Il Dipartimento di Stato degli Stati Uniti ha condannato l’attacco e ha offerto assistenza per le indagini.

“Questo apparente atto di terrorismo, che condanniamo fermamente, è stato diretto al cuore dello stato iracheno”, ha detto il portavoce Ned Price in una nota.

“Siamo in stretto contatto con le forze di sicurezza irachene incaricate di difendere la sovranità e l’indipendenza dell’Iraq e abbiamo offerto la nostra assistenza mentre indagano su questo attacco”.

Un portavoce del comandante in capo delle forze armate irachene ha affermato che la situazione della sicurezza è stabile all’interno della Green Zone fortificata di Baghdad, che ospita edifici governativi e ambasciate straniere, dopo l’attacco dei droni.

Le immagini pubblicate dall’agenzia di stampa statale INA hanno mostrato danni ad alcune parti della residenza del primo ministro e un veicolo SUV danneggiato parcheggiato nel garage.

I resti di un piccolo drone carico di esplosivo utilizzato nell’attacco sono stati recuperati dalle forze di sicurezza per essere analizzato.

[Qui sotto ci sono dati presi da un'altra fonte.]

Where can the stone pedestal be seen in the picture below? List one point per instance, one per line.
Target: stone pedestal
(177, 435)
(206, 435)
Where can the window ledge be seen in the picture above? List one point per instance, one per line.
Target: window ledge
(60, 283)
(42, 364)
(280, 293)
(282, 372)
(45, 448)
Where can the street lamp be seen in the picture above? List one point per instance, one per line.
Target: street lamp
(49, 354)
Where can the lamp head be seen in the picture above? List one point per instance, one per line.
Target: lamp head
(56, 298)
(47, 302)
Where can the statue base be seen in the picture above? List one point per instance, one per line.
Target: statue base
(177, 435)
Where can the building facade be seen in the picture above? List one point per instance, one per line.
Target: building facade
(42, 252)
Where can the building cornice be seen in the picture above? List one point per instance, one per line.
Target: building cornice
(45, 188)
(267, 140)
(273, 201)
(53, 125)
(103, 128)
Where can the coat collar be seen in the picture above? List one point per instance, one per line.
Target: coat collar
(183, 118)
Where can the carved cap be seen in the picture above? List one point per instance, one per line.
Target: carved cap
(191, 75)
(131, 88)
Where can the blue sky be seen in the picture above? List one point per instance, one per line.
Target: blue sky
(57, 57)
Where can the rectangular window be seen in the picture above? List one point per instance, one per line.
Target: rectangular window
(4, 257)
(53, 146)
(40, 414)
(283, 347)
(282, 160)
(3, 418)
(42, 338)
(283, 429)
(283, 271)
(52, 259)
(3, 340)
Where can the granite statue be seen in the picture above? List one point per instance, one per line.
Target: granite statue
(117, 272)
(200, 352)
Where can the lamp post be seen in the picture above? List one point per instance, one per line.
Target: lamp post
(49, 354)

“Ora è prematuro dire chi ha effettuato l’attacco”, il funzionario della sicurezza a condizione di anonimato in quanto non autorizzato a commentare i dettagli sulla sicurezza. “Stiamo controllando i nostri rapporti di intelligence e aspettiamo i risultati delle indagini iniziali per puntare il dito contro i colpevoli”.

I gruppi che guidano le proteste e le lamentele sul risultato del voto del 10 ottobre sono milizie appoggiate dall’Iran pesantemente armate che hanno perso gran parte del loro potere parlamentare nelle elezioni. Hanno denunciato irregolarità nel voto e nel conteggio dei voti.

Nessun gruppo ha subito rivendicato l’attentato alla residenza di Kadhimi nella Green Zone.

L’esercito iracheno ha dichiarato che l’attacco ha preso di mira la residenza di Kadhimi e che era in “buona salute”. Non ha fornito ulteriori dettagli. L’account Twitter ufficiale di Kadhimi ha affermato che il primo ministro era al sicuro e ha invitato alla calma.

Due funzionari del governo hanno affermato che la residenza di Kadhimi è stata colpita da almeno un’esplosione e hanno confermato che il primo ministro era al sicuro.

Sei membri delle forze di protezione personale di Kadhimi di stanza fuori dalla sua residenza sono stati feriti.

I diplomatici occidentali con sede nelle vicinanze della Zona Verde hanno affermato di aver sentito esplosioni e spari nella zona.

I sostenitori delle milizie allineate all’Iran, che negli ultimi anni hanno ampliato il loro potere in parlamento e governo, hanno protestato contro i risultati delle elezioni di ottobre.

Le manifestazioni dei loro sostenitori sono diventate violente venerdì quando i manifestanti hanno lanciato pietre contro la polizia vicino alla Zona Verde, ferendo diversi agenti.

La polizia ha risposto con gas lacrimogeni e proiettili, uccidendo almeno un manifestante, secondo fonti della sicurezza e dell’ospedale di Baghdad.

Analisti indipendenti affermano che i risultati delle elezioni riflettono la rabbia nei confronti dei gruppi armati sostenuti dall’Iran, ampiamente accusati di coinvolgimento nell’uccisione di quasi 600 manifestanti che sono scesi in strada in manifestazioni antigovernative separate nel 2019.